SOCAR Gas Processing Plant
- Industry: natural-gas processing
- Founded: 1958; 68 years ago in Baku, Azerbaijan

= SOCAR Gas Processing Plant =

SOCAR Gas Processing Plant is a natural gas and gas products processing factory that joined to the structure of State Oil Company of Azerbaijan Republic (SOCAR) with regard to the presidential decree dated October 7, 2009. The factory carries out the production of natural gas, natural gas liquids, natural gasoline, gas condensate, heavy condensates, dry gas, commercial butane and commercial propane-butane mixture. The plant is situated in Lokbatan settlement, Baku. The director of the Gas Processing Plant is Agshin Pashayev.

== History ==
In 1958, "GIPROAZNEFT" institute, which operated in the former Soviet period, designed the Gas Processing Plant. The first and second building phases were completed, respectively, in 1961 and in 1963-1964. During the first phase, three units were put into operation with other all supporting facilities. The units were unit 3 contains gas-gasoline separator equipment, natural gasoline stripping and gas condensate processing unit 4. The gasoline-gas separator equipment in unit 2 and unit 1 were established during the second phase.
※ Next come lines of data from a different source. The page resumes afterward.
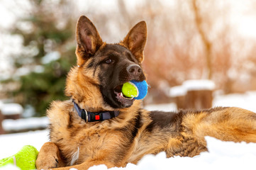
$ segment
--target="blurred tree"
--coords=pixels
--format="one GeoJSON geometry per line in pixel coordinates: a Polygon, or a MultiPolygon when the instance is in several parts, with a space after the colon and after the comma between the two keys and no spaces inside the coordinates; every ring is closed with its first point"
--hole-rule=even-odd
{"type": "Polygon", "coordinates": [[[9,97],[23,106],[33,106],[36,115],[44,115],[52,100],[66,98],[65,76],[76,60],[76,17],[68,1],[28,2],[29,6],[23,7],[28,10],[27,15],[18,17],[11,30],[22,37],[24,50],[13,56],[16,72],[4,83],[16,84],[14,91],[7,92],[9,97]]]}

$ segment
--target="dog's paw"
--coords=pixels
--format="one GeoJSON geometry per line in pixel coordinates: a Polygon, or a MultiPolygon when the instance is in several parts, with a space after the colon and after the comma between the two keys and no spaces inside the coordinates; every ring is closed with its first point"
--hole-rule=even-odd
{"type": "Polygon", "coordinates": [[[35,162],[36,168],[38,169],[49,169],[57,168],[59,166],[59,160],[57,157],[52,156],[38,157],[35,162]]]}

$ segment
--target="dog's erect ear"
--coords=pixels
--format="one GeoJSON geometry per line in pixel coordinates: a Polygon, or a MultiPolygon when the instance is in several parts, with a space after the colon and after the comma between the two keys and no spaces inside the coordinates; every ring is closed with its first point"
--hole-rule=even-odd
{"type": "Polygon", "coordinates": [[[144,58],[143,50],[147,41],[147,24],[145,21],[137,23],[121,42],[128,47],[139,62],[144,58]]]}
{"type": "Polygon", "coordinates": [[[86,16],[82,16],[77,24],[77,64],[82,64],[93,56],[103,44],[94,25],[86,16]]]}

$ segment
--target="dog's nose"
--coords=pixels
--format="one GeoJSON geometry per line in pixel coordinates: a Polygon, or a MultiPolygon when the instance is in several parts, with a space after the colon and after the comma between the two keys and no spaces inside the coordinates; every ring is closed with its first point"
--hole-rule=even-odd
{"type": "Polygon", "coordinates": [[[143,72],[140,67],[138,64],[129,65],[127,68],[127,72],[134,76],[140,76],[143,72]]]}

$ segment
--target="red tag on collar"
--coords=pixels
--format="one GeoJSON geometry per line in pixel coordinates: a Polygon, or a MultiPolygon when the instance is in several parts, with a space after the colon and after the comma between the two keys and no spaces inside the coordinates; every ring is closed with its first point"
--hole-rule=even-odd
{"type": "Polygon", "coordinates": [[[99,120],[99,115],[95,115],[95,120],[99,120]]]}

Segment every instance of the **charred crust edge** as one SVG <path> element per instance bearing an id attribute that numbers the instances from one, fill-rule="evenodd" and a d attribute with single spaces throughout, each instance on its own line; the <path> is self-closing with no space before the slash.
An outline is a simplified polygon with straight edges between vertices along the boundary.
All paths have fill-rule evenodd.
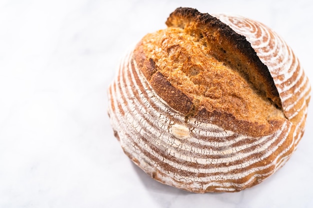
<path id="1" fill-rule="evenodd" d="M 267 94 L 268 94 L 268 97 L 269 97 L 271 100 L 278 107 L 282 108 L 282 101 L 279 93 L 268 67 L 260 60 L 256 52 L 245 36 L 236 33 L 229 26 L 222 22 L 216 17 L 207 13 L 201 13 L 196 9 L 188 7 L 176 8 L 168 18 L 166 22 L 166 24 L 168 26 L 173 26 L 174 25 L 173 21 L 178 18 L 182 20 L 186 20 L 188 22 L 196 22 L 200 26 L 213 28 L 218 31 L 222 36 L 224 36 L 226 39 L 232 43 L 236 49 L 248 57 L 251 62 L 256 64 L 258 72 L 265 78 L 269 85 L 268 87 L 270 89 L 270 92 L 267 92 Z M 183 20 L 180 23 L 178 23 L 176 26 L 182 28 L 184 27 Z"/>

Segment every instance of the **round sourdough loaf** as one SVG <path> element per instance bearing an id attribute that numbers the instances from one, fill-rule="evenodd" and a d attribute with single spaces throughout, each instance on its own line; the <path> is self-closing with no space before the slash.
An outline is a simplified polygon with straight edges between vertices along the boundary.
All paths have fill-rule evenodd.
<path id="1" fill-rule="evenodd" d="M 283 166 L 302 137 L 310 87 L 264 24 L 178 8 L 125 56 L 108 114 L 126 154 L 196 193 L 237 192 Z"/>

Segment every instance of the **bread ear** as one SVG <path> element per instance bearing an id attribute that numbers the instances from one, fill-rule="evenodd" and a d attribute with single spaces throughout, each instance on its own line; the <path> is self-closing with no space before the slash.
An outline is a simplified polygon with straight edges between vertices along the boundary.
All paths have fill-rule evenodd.
<path id="1" fill-rule="evenodd" d="M 246 21 L 266 30 L 272 43 L 264 51 L 284 44 L 240 18 L 220 17 L 235 30 Z M 152 178 L 190 192 L 238 192 L 262 182 L 304 132 L 310 87 L 298 59 L 276 45 L 272 66 L 258 53 L 262 44 L 250 45 L 196 9 L 179 8 L 166 23 L 124 57 L 109 87 L 108 113 L 123 150 Z M 248 40 L 260 34 L 249 36 L 242 26 Z M 280 58 L 284 47 L 292 59 Z"/>

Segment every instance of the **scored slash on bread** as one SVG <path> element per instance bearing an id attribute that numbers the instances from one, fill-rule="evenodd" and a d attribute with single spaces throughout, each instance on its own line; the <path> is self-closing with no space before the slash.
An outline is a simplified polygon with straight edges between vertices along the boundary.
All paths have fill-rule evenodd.
<path id="1" fill-rule="evenodd" d="M 154 179 L 196 193 L 239 191 L 284 165 L 304 132 L 310 97 L 303 69 L 276 33 L 218 17 L 230 27 L 176 9 L 167 28 L 124 57 L 108 91 L 125 153 Z"/>

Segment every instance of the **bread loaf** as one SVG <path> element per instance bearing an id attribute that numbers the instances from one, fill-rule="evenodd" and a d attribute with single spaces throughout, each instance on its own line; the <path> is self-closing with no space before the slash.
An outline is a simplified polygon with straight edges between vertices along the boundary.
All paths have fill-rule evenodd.
<path id="1" fill-rule="evenodd" d="M 310 99 L 274 32 L 216 16 L 176 9 L 125 56 L 108 90 L 125 154 L 155 180 L 196 193 L 238 192 L 274 173 L 303 135 Z"/>

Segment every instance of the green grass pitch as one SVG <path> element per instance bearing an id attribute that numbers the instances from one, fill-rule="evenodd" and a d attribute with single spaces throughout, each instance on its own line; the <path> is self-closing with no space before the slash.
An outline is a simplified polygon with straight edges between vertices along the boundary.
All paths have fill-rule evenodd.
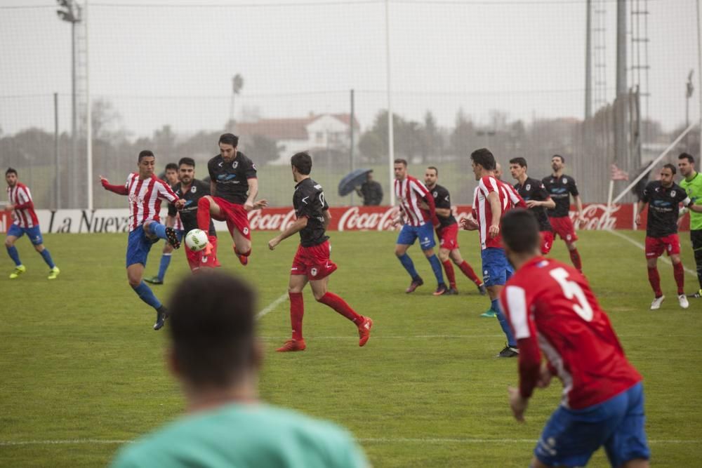
<path id="1" fill-rule="evenodd" d="M 266 350 L 261 397 L 348 427 L 376 467 L 524 467 L 546 418 L 558 403 L 557 381 L 537 391 L 519 424 L 507 387 L 517 381 L 517 360 L 493 356 L 504 338 L 496 320 L 478 316 L 486 298 L 456 269 L 461 295 L 435 297 L 428 263 L 409 253 L 425 281 L 412 295 L 393 255 L 391 232 L 334 232 L 339 269 L 330 289 L 371 316 L 371 340 L 359 348 L 355 327 L 305 294 L 307 349 L 277 354 L 289 337 L 286 301 L 260 321 Z M 643 233 L 623 232 L 638 242 Z M 239 265 L 220 234 L 224 269 L 258 290 L 263 310 L 286 292 L 297 239 L 274 252 L 272 233 L 256 232 L 249 267 Z M 580 233 L 585 272 L 609 313 L 627 354 L 644 376 L 647 429 L 659 467 L 699 466 L 702 460 L 702 301 L 677 305 L 672 267 L 659 262 L 668 299 L 648 310 L 652 293 L 643 252 L 611 234 Z M 687 233 L 686 267 L 694 269 Z M 462 232 L 462 253 L 479 271 L 474 233 Z M 128 287 L 126 234 L 53 234 L 45 238 L 62 273 L 48 269 L 26 239 L 18 243 L 27 267 L 18 280 L 0 260 L 0 466 L 104 465 L 121 441 L 181 413 L 183 399 L 164 363 L 165 330 Z M 161 244 L 147 274 L 155 274 Z M 567 261 L 562 242 L 552 256 Z M 188 274 L 174 254 L 168 297 Z M 688 292 L 696 278 L 686 274 Z M 600 450 L 590 466 L 608 466 Z"/>

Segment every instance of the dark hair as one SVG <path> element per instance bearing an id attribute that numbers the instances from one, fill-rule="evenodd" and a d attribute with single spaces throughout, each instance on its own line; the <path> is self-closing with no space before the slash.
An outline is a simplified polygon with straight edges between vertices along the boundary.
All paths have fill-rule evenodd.
<path id="1" fill-rule="evenodd" d="M 695 163 L 695 159 L 692 157 L 691 154 L 688 153 L 680 153 L 680 155 L 677 156 L 678 159 L 687 159 L 687 162 L 690 164 Z"/>
<path id="2" fill-rule="evenodd" d="M 188 158 L 187 156 L 185 158 L 180 158 L 180 161 L 178 161 L 178 166 L 180 168 L 183 164 L 185 166 L 192 166 L 192 167 L 195 167 L 195 160 L 192 158 Z"/>
<path id="3" fill-rule="evenodd" d="M 255 300 L 249 286 L 223 273 L 189 276 L 176 287 L 168 330 L 188 382 L 225 387 L 252 365 Z"/>
<path id="4" fill-rule="evenodd" d="M 526 253 L 538 248 L 538 222 L 529 210 L 515 208 L 508 210 L 501 220 L 502 240 L 515 253 Z"/>
<path id="5" fill-rule="evenodd" d="M 526 167 L 526 160 L 524 158 L 512 158 L 510 159 L 510 164 L 519 164 L 519 167 L 525 168 Z"/>
<path id="6" fill-rule="evenodd" d="M 224 143 L 225 145 L 231 145 L 234 148 L 239 145 L 239 137 L 237 137 L 234 133 L 223 133 L 220 135 L 220 143 Z"/>
<path id="7" fill-rule="evenodd" d="M 673 172 L 673 175 L 675 175 L 675 174 L 677 173 L 677 169 L 675 168 L 675 166 L 673 164 L 670 164 L 670 163 L 665 164 L 661 168 L 663 168 L 663 169 L 665 169 L 665 168 L 670 169 Z"/>
<path id="8" fill-rule="evenodd" d="M 304 151 L 293 154 L 290 163 L 303 175 L 308 175 L 312 172 L 312 156 Z"/>
<path id="9" fill-rule="evenodd" d="M 137 159 L 137 162 L 138 163 L 140 163 L 142 159 L 143 159 L 144 158 L 149 157 L 149 156 L 151 156 L 152 158 L 155 158 L 156 157 L 155 156 L 154 156 L 154 152 L 152 152 L 152 150 L 150 150 L 150 149 L 142 149 L 141 151 L 139 152 L 139 159 Z"/>
<path id="10" fill-rule="evenodd" d="M 496 167 L 495 156 L 487 148 L 480 148 L 470 153 L 470 159 L 476 164 L 479 164 L 485 171 L 494 171 Z"/>

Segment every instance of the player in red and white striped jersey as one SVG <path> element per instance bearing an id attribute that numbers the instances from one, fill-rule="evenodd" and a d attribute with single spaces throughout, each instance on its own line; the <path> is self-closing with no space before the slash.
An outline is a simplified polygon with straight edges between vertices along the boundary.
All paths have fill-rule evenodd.
<path id="1" fill-rule="evenodd" d="M 5 210 L 12 211 L 13 220 L 5 238 L 7 254 L 15 262 L 15 269 L 10 274 L 10 279 L 15 279 L 27 271 L 27 267 L 22 265 L 20 253 L 15 247 L 15 241 L 25 234 L 34 245 L 34 250 L 39 253 L 51 269 L 48 279 L 55 279 L 61 272 L 51 259 L 51 254 L 44 246 L 39 220 L 34 213 L 34 204 L 32 201 L 29 187 L 18 180 L 17 171 L 12 168 L 8 168 L 5 171 L 5 181 L 7 182 L 7 199 L 9 201 Z"/>
<path id="2" fill-rule="evenodd" d="M 174 248 L 180 246 L 176 229 L 161 224 L 161 201 L 173 203 L 178 208 L 183 208 L 185 201 L 178 199 L 168 184 L 154 175 L 156 158 L 154 153 L 145 149 L 139 153 L 138 173 L 133 173 L 127 178 L 124 185 L 111 185 L 110 182 L 100 177 L 102 187 L 107 190 L 120 195 L 126 195 L 129 200 L 129 240 L 127 243 L 126 267 L 129 286 L 139 297 L 156 309 L 156 323 L 154 330 L 163 326 L 168 311 L 161 303 L 151 288 L 142 281 L 144 267 L 151 246 L 159 239 L 166 240 Z"/>
<path id="3" fill-rule="evenodd" d="M 395 193 L 399 202 L 399 214 L 394 220 L 395 225 L 404 222 L 402 229 L 397 236 L 395 255 L 407 270 L 412 282 L 406 293 L 412 293 L 424 284 L 424 281 L 414 269 L 412 259 L 407 255 L 407 249 L 419 239 L 419 246 L 429 260 L 436 276 L 438 286 L 434 295 L 441 295 L 449 288 L 444 283 L 441 262 L 434 253 L 434 226 L 439 225 L 436 215 L 434 196 L 421 182 L 407 173 L 407 161 L 404 159 L 395 161 Z M 428 210 L 422 208 L 423 202 Z"/>

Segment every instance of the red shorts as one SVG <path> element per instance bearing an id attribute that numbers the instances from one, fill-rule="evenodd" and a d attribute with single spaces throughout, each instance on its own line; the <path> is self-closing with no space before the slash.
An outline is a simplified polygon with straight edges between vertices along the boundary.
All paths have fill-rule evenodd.
<path id="1" fill-rule="evenodd" d="M 336 264 L 329 260 L 331 246 L 324 241 L 312 247 L 298 247 L 293 259 L 290 274 L 303 274 L 310 279 L 322 279 L 336 269 Z"/>
<path id="2" fill-rule="evenodd" d="M 453 250 L 458 248 L 458 223 L 454 222 L 439 231 L 439 246 Z"/>
<path id="3" fill-rule="evenodd" d="M 677 234 L 670 234 L 665 237 L 646 236 L 646 258 L 658 258 L 663 252 L 668 252 L 670 257 L 680 253 L 680 239 Z"/>
<path id="4" fill-rule="evenodd" d="M 551 231 L 541 231 L 538 235 L 541 238 L 541 255 L 545 255 L 553 247 L 553 233 Z"/>
<path id="5" fill-rule="evenodd" d="M 572 243 L 578 240 L 578 236 L 575 234 L 575 228 L 573 227 L 573 221 L 568 216 L 559 216 L 558 218 L 549 218 L 551 227 L 553 228 L 554 236 L 562 239 L 568 243 Z"/>
<path id="6" fill-rule="evenodd" d="M 185 258 L 187 258 L 187 265 L 190 265 L 191 272 L 194 272 L 199 268 L 215 268 L 220 266 L 217 260 L 217 238 L 208 235 L 207 239 L 212 244 L 212 253 L 206 257 L 204 250 L 193 252 L 187 247 L 185 249 Z"/>
<path id="7" fill-rule="evenodd" d="M 244 205 L 233 203 L 219 196 L 213 196 L 212 199 L 219 205 L 220 214 L 212 215 L 212 219 L 218 221 L 226 221 L 229 233 L 234 235 L 234 229 L 241 232 L 244 237 L 251 240 L 251 228 L 249 224 L 249 213 L 244 209 Z"/>

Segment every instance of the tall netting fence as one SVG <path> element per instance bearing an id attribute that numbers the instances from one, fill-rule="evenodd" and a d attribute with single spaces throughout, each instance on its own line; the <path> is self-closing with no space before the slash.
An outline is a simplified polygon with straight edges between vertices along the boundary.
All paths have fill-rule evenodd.
<path id="1" fill-rule="evenodd" d="M 699 116 L 700 90 L 685 95 L 689 71 L 699 72 L 695 0 L 627 3 L 625 157 L 614 151 L 613 1 L 595 1 L 605 40 L 593 55 L 600 100 L 588 119 L 585 0 L 391 0 L 387 45 L 380 0 L 91 1 L 74 25 L 74 132 L 72 25 L 50 1 L 0 4 L 0 165 L 18 169 L 39 207 L 87 206 L 89 89 L 95 208 L 124 206 L 98 178 L 123 182 L 140 149 L 154 150 L 159 173 L 192 157 L 201 178 L 229 131 L 274 206 L 291 203 L 289 161 L 301 150 L 331 204 L 362 203 L 337 193 L 358 168 L 373 169 L 388 203 L 389 51 L 395 156 L 410 173 L 438 167 L 453 202 L 470 204 L 473 149 L 491 149 L 505 180 L 510 159 L 525 157 L 541 178 L 559 154 L 583 200 L 604 202 L 612 164 L 635 176 Z M 630 18 L 644 8 L 642 32 Z M 635 44 L 647 44 L 645 56 Z M 673 154 L 698 156 L 698 135 Z"/>

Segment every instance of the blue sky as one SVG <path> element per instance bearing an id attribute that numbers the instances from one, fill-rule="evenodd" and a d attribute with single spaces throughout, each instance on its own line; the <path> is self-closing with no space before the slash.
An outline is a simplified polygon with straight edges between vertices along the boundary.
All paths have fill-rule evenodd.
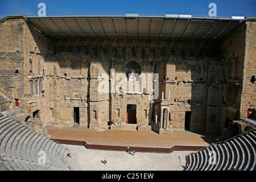
<path id="1" fill-rule="evenodd" d="M 38 5 L 53 14 L 185 14 L 208 15 L 210 3 L 217 16 L 256 16 L 256 0 L 0 0 L 0 18 L 9 15 L 37 15 Z"/>

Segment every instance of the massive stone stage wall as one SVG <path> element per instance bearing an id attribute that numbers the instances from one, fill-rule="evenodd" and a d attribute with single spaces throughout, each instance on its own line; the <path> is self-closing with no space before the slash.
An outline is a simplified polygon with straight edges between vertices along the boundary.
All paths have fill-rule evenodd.
<path id="1" fill-rule="evenodd" d="M 255 105 L 254 20 L 220 42 L 53 40 L 9 16 L 0 91 L 44 126 L 221 133 Z"/>

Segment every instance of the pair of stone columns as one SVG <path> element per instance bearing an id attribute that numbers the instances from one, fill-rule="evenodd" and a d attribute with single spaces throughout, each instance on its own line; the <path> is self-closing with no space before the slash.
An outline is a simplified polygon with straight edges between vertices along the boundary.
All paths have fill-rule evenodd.
<path id="1" fill-rule="evenodd" d="M 166 117 L 166 130 L 169 129 L 169 112 L 170 112 L 170 109 L 169 108 L 161 108 L 161 114 L 160 114 L 160 129 L 163 129 L 163 112 L 164 109 L 167 109 L 167 115 Z"/>

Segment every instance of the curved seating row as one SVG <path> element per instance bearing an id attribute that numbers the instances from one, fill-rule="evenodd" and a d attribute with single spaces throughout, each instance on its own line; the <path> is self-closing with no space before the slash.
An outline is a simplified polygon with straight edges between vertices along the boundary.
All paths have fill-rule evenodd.
<path id="1" fill-rule="evenodd" d="M 256 170 L 256 131 L 185 156 L 184 171 Z"/>
<path id="2" fill-rule="evenodd" d="M 69 170 L 69 150 L 0 114 L 0 170 Z"/>

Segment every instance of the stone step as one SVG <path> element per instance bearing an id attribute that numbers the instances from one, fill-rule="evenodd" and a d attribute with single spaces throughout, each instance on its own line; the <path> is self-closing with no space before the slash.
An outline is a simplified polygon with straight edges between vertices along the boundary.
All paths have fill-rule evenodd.
<path id="1" fill-rule="evenodd" d="M 126 131 L 137 131 L 137 124 L 123 124 L 123 130 Z"/>

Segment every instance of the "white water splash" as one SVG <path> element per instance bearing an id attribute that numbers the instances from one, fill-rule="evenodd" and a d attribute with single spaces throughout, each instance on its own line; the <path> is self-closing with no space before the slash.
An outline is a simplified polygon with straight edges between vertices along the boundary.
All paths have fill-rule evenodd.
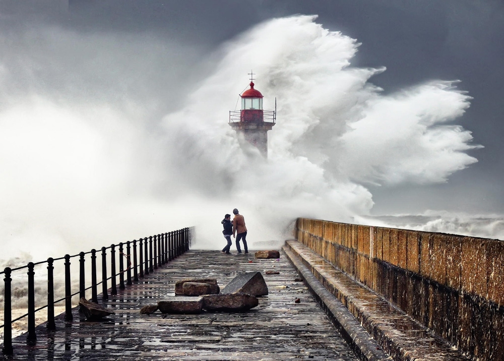
<path id="1" fill-rule="evenodd" d="M 344 222 L 368 214 L 366 184 L 443 182 L 476 161 L 465 153 L 476 147 L 470 132 L 448 123 L 470 99 L 455 82 L 383 95 L 369 79 L 385 68 L 352 67 L 356 40 L 314 17 L 257 25 L 215 51 L 206 78 L 183 86 L 194 64 L 184 60 L 198 50 L 152 34 L 53 27 L 6 34 L 6 257 L 25 251 L 38 260 L 193 225 L 198 248 L 220 249 L 220 220 L 235 207 L 253 247 L 281 243 L 298 216 Z M 7 51 L 9 36 L 19 52 Z M 131 56 L 138 49 L 145 56 Z M 48 58 L 48 51 L 65 56 Z M 74 58 L 73 66 L 65 62 Z M 250 69 L 265 109 L 278 102 L 267 161 L 240 148 L 227 125 Z M 153 114 L 163 109 L 161 121 Z"/>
The initial design of the plant was capable to process 4.5 billion cubic meters of natural gas per year. The annual processing capacity increased to 6.5 billion cubic meters as a result of the reconstruction works in 1986. During the reconstruction works two gas measuring points were constructed. At the same time, underground gas pipelines were laid over trestles and underwater pipes replaced with surface pipelines. Two measuring plants “high-pressure output of gas” and “total output of gas” were built in 2003-2004. In 2009 additional line of the “total output of gas” plant was established.

== Trends in gas processing ==
Since early 2017, the volume of recovered natural gas after processing in the Plant was 1.68 billion cubic meters. Statistics reveal that 63% of the annual natural gas processing capacity of the plant was used. Besides, more than eleven thousand tons of naphtha and 7500 tons of technical butane were processed and 4600 tons of technical butane were transferred to Azerikimya Production Union. There is an agreement between Gas Processing Plant and Azneft Production Union. According to this contract, the plant processes gas of Azneft SOCAR and transfers producing gas to Azerigas.